Aydan ÖzoğuzSPD - Bericht zur weltweiten Lage der Religionsfreiheit
Sehr geehrte Frau Präsidentin! Liebe Kolleginnen und Kollegen! Vielleicht nur vorweg: Der größte Teil dieses Hauses beschäftigt sich mit jedem Extremismus in diesem Land und findet auch jeden Extremismus furchtbar und auch verfolgenswert. Aber solange die AfD es nicht schafft, über Rechtsextremismus zu sprechen, bleibt sie unglaubwürdig – auch wieder bei dieser Rede, Herr Braun.
(Beifall bei der SPD und der CDU/CSU sowie bei Abgeordneten der FDP, der LINKEN und des BÜNDNISSES 90/DIE GRÜNEN)
Mit dem Bericht, der vorgelegt wurde, schauen wir erneut auf den weltweiten Zustand des Grundrechts Religionsfreiheit. Es geht um das Recht jedes Individuums, selbst zu entscheiden, einer Religion oder einer Weltanschauung zu folgen oder eben auch nicht und – besonders wichtig; dies wird in diesem Bericht ja auch untersucht – einer Religion nicht mehr zugehörig sein zu wollen oder einer anderen zu folgen, ohne dadurch Unterdrückung oder Verfolgung ausgesetzt zu sein. Auch das gehört eben zum Recht Religionsfreiheit.

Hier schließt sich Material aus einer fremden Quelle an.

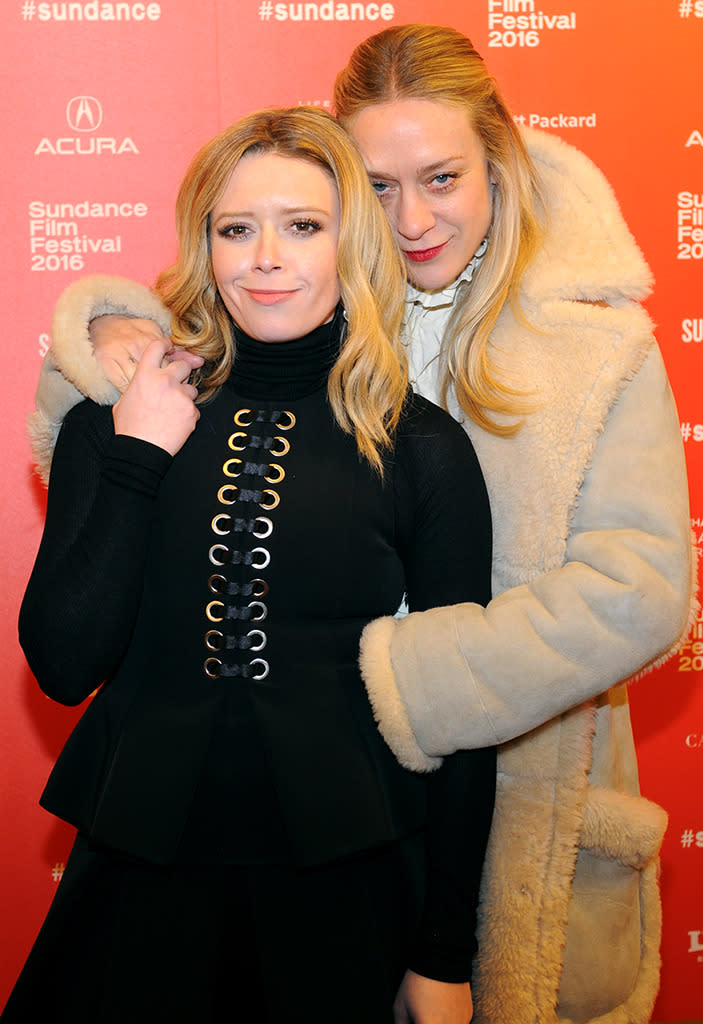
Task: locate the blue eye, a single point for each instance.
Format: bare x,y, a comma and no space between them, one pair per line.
232,230
307,226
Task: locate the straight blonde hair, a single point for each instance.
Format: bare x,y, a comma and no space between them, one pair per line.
368,382
433,62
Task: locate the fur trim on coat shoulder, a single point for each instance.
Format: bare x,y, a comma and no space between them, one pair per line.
70,372
389,710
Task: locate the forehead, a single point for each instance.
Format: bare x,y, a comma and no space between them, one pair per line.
415,132
282,180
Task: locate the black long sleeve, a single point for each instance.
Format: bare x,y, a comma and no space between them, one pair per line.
83,596
448,560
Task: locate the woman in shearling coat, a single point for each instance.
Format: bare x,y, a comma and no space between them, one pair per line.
525,280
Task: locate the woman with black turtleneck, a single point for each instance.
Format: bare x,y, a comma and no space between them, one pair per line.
249,847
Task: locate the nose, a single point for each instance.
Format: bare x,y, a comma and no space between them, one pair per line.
268,256
414,214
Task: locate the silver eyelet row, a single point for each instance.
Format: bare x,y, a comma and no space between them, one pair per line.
230,557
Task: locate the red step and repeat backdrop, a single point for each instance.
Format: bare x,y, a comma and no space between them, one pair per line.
105,101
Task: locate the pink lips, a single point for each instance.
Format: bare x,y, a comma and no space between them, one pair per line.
423,255
269,298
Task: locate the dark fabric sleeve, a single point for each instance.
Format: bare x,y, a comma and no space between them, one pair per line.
82,599
444,529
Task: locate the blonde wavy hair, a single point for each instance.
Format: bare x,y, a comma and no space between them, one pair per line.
368,383
426,61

(Beifall bei Abgeordneten der SPD und des Abg. Markus Grübel [CDU/CSU])
Laut Bericht fühlen sich rund 6 Milliarden Menschen auf dieser Welt offenbar einer Religion zugehörig; das ist eine hohe Zahl. Bei der Anhörung im Menschenrechtsausschuss letzte Woche beschrieb der Pfarrer und Kirchenrechtler Dr. Patrick Roger Schnabel zu Recht, dass der Religionsfreiheit historisch eine Schlüsselstellung für die Entwicklung von Grund- und Menschenrechten zukomme. Bis heute sei sie ein – Zitat – „Gradmesser für die Freiheitlichkeit und Rechtsstaatlichkeit eines Gemeinwesens“.
(Beifall des Abg. Hermann Gröhe [CDU/CSU])
Aber – und das macht diesen Bericht und die Arbeit von Herrn Grübel und auch unserer Menschenrechtsbeauftragten Frau Kofler so wichtig –: Ein großer Teil der Menschen, die sich einer Religion oder Weltanschauung zugehörig fühlen, ist im Recht auf freie Religionswahl oder ‑ausübung eingeschränkt. Ein Beispiel ist eben – das hat Herr Gröhe angesprochen –, dass der Bericht untersucht, dass es Blasphemie- und Antikonversionsgesetze gibt, die eine freie Religionswahl oder ‑ausübung gar nicht erst möglich machen. Sich mit diesen zu befassen, ist ein wichtiger Bestandteil der Menschenrechtspolitik.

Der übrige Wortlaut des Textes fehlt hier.